REVIEW: KALMAH – “Palo”
Blackened thrash, melodic death/power, folk. Kalmah has been labeled as all that throughout the years, conquering followers and die-hard fans along the way. Whatever their metal weapon may be – death, folk, fish, swamp metal (yes, they call themselves swamp metal) or anything of the sort -, the Finnish quintet rise from the swamps once again to continue their (almost) immaculate legacy and teach the secrets of the fishermen to the masses, kicking some butts while they’re at it.
‘Palo’ is the eight full-album in Kalmah’s history and, as always, is led by the Kokko brothers Antti (guitars) and Pekka (guitars, vocals). With the strength of a thousand lakes and the help of loyal friends in Timo Lehtinen (bass), Janne Kusmin (drums) and their newest member Veli-Matti Kananen (keyboards), they deliver once again a vicious slab of Children of Bodom-esque riffs and Korpiklaani-like energy.

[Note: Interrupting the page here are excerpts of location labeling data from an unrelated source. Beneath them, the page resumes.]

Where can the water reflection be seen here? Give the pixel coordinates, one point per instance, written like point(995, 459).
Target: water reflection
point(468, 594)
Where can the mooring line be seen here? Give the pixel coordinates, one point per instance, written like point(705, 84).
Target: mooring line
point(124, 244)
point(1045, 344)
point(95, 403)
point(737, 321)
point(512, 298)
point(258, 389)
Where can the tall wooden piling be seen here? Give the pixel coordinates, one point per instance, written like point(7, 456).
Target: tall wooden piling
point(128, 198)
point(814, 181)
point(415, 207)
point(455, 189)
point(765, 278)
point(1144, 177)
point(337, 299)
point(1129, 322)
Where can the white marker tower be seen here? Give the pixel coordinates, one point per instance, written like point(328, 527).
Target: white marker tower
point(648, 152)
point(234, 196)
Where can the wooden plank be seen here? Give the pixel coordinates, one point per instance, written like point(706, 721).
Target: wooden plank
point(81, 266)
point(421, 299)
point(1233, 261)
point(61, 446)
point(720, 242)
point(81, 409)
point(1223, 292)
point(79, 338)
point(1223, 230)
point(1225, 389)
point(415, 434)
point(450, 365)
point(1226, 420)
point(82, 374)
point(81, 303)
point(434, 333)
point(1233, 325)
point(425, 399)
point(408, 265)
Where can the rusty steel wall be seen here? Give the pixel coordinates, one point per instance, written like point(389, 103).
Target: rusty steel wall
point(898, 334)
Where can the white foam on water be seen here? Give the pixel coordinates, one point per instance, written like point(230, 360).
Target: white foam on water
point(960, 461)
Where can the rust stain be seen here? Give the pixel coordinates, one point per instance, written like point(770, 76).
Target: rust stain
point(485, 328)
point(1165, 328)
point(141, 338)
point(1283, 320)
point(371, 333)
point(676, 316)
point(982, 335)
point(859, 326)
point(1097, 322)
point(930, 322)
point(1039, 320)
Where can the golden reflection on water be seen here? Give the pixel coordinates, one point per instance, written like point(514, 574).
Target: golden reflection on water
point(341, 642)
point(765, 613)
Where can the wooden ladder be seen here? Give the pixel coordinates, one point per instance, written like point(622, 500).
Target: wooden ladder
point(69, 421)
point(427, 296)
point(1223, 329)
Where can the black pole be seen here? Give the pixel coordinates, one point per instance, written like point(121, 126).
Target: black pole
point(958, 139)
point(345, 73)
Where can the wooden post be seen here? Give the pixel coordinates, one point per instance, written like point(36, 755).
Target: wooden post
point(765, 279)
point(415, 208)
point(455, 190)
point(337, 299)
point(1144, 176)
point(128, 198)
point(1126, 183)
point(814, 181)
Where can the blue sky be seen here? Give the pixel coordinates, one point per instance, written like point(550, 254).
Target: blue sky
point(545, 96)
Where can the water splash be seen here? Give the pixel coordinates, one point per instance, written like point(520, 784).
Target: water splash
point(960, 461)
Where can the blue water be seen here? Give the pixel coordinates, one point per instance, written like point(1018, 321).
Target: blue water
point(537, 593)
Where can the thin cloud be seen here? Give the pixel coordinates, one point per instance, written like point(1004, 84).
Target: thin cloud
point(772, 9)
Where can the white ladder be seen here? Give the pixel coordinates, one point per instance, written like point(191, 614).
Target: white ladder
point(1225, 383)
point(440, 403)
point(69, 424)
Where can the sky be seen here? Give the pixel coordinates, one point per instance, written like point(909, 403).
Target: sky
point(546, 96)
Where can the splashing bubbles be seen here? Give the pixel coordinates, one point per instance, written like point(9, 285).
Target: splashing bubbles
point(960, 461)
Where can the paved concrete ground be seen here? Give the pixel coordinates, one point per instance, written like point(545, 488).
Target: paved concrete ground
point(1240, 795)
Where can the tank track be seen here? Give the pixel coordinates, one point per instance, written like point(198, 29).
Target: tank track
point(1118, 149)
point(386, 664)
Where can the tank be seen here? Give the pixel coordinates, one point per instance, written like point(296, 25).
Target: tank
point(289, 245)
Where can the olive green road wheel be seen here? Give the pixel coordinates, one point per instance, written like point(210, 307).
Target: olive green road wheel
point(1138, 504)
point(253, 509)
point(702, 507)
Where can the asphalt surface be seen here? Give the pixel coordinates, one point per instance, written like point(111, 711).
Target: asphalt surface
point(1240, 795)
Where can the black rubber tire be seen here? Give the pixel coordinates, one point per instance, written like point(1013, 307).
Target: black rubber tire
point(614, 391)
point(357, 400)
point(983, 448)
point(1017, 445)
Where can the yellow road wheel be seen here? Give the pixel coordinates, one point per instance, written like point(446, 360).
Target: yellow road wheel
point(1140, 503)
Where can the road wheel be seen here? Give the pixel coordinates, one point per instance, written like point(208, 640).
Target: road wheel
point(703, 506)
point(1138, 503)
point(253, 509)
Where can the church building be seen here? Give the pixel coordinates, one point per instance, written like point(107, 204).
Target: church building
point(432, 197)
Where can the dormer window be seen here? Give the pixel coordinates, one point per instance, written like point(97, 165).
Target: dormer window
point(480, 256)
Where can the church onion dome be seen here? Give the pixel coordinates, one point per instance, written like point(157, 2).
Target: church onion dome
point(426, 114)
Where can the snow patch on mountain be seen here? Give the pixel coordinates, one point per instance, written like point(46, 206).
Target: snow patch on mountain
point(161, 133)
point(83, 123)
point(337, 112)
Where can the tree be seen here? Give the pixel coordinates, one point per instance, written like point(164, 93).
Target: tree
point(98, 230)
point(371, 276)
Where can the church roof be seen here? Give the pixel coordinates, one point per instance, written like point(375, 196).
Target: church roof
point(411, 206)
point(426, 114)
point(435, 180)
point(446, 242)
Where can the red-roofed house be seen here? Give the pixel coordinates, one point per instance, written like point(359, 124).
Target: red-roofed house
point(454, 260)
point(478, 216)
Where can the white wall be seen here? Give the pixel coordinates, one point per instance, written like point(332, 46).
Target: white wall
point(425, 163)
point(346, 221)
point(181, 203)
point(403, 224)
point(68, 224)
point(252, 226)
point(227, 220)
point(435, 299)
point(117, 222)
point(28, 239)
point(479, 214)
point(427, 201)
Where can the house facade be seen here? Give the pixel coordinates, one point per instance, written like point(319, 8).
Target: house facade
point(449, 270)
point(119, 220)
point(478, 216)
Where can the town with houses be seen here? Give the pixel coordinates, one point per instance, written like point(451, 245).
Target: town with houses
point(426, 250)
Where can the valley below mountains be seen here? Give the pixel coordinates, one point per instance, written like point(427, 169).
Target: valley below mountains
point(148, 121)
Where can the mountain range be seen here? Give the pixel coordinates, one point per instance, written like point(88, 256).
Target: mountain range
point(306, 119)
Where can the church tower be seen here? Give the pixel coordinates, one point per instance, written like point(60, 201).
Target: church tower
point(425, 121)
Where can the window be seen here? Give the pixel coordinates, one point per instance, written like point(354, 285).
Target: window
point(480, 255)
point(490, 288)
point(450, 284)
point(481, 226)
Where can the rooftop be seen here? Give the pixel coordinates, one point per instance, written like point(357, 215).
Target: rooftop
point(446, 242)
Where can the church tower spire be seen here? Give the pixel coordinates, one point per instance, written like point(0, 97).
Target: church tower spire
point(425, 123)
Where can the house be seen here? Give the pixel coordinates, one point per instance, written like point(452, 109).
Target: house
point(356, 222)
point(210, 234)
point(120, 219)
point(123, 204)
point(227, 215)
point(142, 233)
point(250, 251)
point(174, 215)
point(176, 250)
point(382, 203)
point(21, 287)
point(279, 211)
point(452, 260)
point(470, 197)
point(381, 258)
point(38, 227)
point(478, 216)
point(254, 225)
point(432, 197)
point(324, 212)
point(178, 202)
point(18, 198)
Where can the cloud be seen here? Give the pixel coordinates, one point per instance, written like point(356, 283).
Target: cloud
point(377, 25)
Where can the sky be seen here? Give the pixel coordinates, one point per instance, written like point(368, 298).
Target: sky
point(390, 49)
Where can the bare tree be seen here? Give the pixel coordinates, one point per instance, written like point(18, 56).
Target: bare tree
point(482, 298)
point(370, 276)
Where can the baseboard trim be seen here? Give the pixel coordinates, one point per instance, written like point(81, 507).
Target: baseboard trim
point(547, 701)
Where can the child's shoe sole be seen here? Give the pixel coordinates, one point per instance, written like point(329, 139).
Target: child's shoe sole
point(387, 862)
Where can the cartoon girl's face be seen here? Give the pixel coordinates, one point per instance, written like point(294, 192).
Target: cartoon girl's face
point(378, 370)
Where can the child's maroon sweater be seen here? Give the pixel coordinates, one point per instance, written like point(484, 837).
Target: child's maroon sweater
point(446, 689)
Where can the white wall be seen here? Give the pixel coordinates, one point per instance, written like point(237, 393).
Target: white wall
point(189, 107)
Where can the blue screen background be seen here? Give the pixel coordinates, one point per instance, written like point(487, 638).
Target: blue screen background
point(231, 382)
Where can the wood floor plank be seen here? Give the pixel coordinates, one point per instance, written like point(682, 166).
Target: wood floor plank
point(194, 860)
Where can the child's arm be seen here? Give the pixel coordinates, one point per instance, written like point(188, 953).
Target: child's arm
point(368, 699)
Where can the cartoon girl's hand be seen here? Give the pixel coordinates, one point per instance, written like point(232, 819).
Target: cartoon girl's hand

With great hooks and well-constructed leads, the Kokko brothers show inspiration from the start with “Blood Ran Cold”, a cool, yet simplistic, opener. The songwriting feels lucid and the performances run hot, all while paving the way to the better parts of the album. “The Evil Kin” follows a heavier path, which could be traced to the likes of Amon Amarth in the attitude and Pekka’s vocal lines.
The symphonic keyboards and the powerful kitchen provide great background support throughout the album, even when the production and mixing sound a little over-encumbering and crowd the instruments, which doesn’t happen often, but can clearly be spotted in “The World of Rage”, for instance. It’s fast-paced approach and strident guitars end up being too much to bear, but the final result is still satisfactory.
The evilness and that blackened style I mentioned earlier are back in Kalmah’s modus operandi since ‘Seventh Swamphony’, but are definitely more prominent in ‘Palo’. The visceral drumming technique seen in “Into the Black Marsh” is commonly heard in black metal albums, and the song’s entire aesthetic takes you back to the ‘Swampsong’/’They Will Return’ era. For purists like me this is a delicious banquet, as the band makes a statement that they’ve never lost their roots.
Because even badass swamp lords have a soft spot, “Take Me Away” comes to provide a safe harbor to the frenetic experience so far. While not slow in any way, it works as a semi-ballad and should be welcomed by the more melodic-driven ears.
The album picks its pace once again in the second-half with the destructive “Paystreak”, a guitar-enthusiast’s wet dream. The Finnish are on the peak of their steroid use here, bombing and striking everything in their way. “Waiting in the Wings” and “Through the Shallow Waters” make use of the melodic death vein of the band, in the way that the instrumental here is more technical and better crafted than in the previous half; the riffs even sound similar here, actually.
“Erase and Diverge” and “The Stalker” close the album in a worthy manner, by following the same footsteps of the heavier and darker songs of the record. Both are yet another statement that Kalmah has yet to abandon traditional and crafty riffing, thrashier moments and more extreme sounds pertinent to death and black, which is a great thing if you ask me.
‘Palo’ continues where ‘Seventh Swamphony’ left off with plenty of energy and kickass moments; the fact that the visceral elements seem to be back for good are yet another thing to praise, as it’s where Kalmah strives. By sounding so much like everyone and no one at the same time, the band is far past consolidating their unique identity, and so is free to play with their songwriting as they please, making the experience of listening to the record a fun one. It’s not, of course, their best moment (I give that prize to their first two albums), but is most definitely an album worthy of attention. Cheers to the fishermen!